Risk & Mitigation Strategy

  • • Score risks based on likelihood and impact
  • • Use colour-coded matrices (Red = critical, Yellow = monitor, Green = low concern) - Ask: “How likely is this risk, and what would the impact be if it occurred?”
  • • Use a risk matrix
  • • Build risk thinking into your recommendations and executive summaries
  • • Anticipate, Don’t React
  • • Think: “What could go wrong, and what would that mean?”
  • • Encourage foresight: risks are not just worst-case scenarios, they are any factor that could reduce value or derail the plan.
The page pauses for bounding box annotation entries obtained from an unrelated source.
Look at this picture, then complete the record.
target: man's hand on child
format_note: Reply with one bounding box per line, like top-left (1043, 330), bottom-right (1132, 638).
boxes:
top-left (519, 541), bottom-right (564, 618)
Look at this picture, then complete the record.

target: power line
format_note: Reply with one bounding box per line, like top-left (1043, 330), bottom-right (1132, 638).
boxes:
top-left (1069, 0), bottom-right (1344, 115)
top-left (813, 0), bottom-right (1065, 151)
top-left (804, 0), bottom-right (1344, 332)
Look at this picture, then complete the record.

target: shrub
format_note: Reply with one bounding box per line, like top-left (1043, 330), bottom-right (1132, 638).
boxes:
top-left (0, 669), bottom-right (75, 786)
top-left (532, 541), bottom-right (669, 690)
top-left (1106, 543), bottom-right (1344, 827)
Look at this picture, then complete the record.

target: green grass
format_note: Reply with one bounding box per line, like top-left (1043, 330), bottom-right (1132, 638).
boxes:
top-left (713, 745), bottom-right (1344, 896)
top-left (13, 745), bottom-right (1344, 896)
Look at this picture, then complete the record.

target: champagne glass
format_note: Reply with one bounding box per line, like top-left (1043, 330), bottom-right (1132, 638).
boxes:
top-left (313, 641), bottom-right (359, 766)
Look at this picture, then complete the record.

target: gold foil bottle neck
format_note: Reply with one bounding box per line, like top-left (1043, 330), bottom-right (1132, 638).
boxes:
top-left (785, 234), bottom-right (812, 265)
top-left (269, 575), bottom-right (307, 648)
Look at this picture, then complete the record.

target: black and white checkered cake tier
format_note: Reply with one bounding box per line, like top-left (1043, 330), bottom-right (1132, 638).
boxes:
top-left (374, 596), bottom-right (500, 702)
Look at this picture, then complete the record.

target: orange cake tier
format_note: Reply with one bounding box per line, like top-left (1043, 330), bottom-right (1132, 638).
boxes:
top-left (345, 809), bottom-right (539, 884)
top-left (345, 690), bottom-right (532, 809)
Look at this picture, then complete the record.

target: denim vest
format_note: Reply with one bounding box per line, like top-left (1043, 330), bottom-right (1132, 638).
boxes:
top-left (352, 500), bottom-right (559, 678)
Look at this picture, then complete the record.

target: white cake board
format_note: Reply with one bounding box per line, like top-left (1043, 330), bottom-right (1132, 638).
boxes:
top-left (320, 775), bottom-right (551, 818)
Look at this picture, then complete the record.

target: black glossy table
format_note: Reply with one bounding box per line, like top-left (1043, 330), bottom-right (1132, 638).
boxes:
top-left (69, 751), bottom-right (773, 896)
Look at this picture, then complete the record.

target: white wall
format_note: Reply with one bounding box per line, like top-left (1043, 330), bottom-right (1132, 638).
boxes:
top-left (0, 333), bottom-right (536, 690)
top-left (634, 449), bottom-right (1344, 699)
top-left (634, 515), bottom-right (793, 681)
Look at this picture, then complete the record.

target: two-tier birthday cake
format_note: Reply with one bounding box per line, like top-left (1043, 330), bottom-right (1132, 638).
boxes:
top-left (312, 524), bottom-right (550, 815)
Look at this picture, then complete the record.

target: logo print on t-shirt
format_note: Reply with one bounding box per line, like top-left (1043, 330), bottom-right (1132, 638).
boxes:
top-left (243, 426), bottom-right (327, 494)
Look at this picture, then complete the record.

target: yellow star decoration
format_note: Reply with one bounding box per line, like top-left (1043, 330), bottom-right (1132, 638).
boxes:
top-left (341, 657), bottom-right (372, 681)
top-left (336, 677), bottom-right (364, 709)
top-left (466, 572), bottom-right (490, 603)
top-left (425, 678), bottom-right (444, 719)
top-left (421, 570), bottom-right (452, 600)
Risk & Mitigation Strategy example 1

Risk & Mitigation Strategy Example 1

Risk & Mitigation Strategy example 2

Risk & Mitigation Strategy Example 2

Executive Summary Templates

  • • Downloadable editable templates (see Additional Resources )
  • • Clear structure with placeholders for each section
  • • Built-in KPI formulas and formatting aligned with consulting-style outputs

Bonus: Fit your presentation around the origin country of the company

  • • Using their currency denomination, £ or $ – it helps to keep the presentation coherent
  • • Use their culture to your advantage; if you are talking about customers, then use common names from that country. Or if you are advising a food company, then analyse local food trends to synergise your information.
  • • Bonus tip: I was once told when presenting to European companies to cut any theatrics out of my style and keep it strictly business. However, across the Atlantic, Americans prefer a more informal, upbeat presentation with a bit more theatrics and story-telling.